Employers have been able to live with damages for race discrimination for years and do not oppose the proposed amendment. Yet, The Post story gave prominence to employers' unsubstantiated claims that a Title VII damages remedy would somehow "unleash a flood of lawsuits." The story acknowledged that the Washington law firm of Shea and Gardner completed a study for the National Women's Law Center that showed that damage awards under Section 1981 for race discrimination are both infrequent and modest in amount. This study of all cases reported during the 1980s provides the best available predictor of what we can expect from a damages remedy under Title VII.

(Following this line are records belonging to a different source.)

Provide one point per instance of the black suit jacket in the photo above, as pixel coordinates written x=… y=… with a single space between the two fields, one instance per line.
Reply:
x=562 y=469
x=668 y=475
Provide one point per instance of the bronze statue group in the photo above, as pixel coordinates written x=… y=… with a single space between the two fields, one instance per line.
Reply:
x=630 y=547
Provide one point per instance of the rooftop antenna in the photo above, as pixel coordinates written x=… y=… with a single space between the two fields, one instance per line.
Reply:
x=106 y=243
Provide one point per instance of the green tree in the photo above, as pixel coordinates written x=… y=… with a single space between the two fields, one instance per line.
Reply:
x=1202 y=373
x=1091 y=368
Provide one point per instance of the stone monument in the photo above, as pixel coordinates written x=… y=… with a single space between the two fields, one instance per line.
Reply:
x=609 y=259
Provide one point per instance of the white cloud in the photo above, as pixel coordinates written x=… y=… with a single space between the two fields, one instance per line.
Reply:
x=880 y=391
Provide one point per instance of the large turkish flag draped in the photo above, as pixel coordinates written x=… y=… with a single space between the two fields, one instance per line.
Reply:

The Post story cited unnamed "business lobbyists," who claimed that the Shea and Gardner study covered less than 2 percent of the "relevant" cases. This criticism is unfounded. The study covered all reported cases. Of course, reported cases represent only a percentage of all claims filed -- other cases either settle, are resolved but not reported or are dismissed by the court. However, a study of reported cases is highly relevant, because the final disposition of all discrimination claims is based on the reported case law. No business lobbyist has offered any hard evidence of cases that have settled for amounts higher than the reported cases. Presumably, this is because there is none. In fact, research shows that reported cases represent the high end of awards -- settlements tend to be for far smaller amounts.

The many supporters of a damages provision recognize that it is only fair that employers who purposefully discriminate, and not their victims, should pay for the harm that the discrimination causes.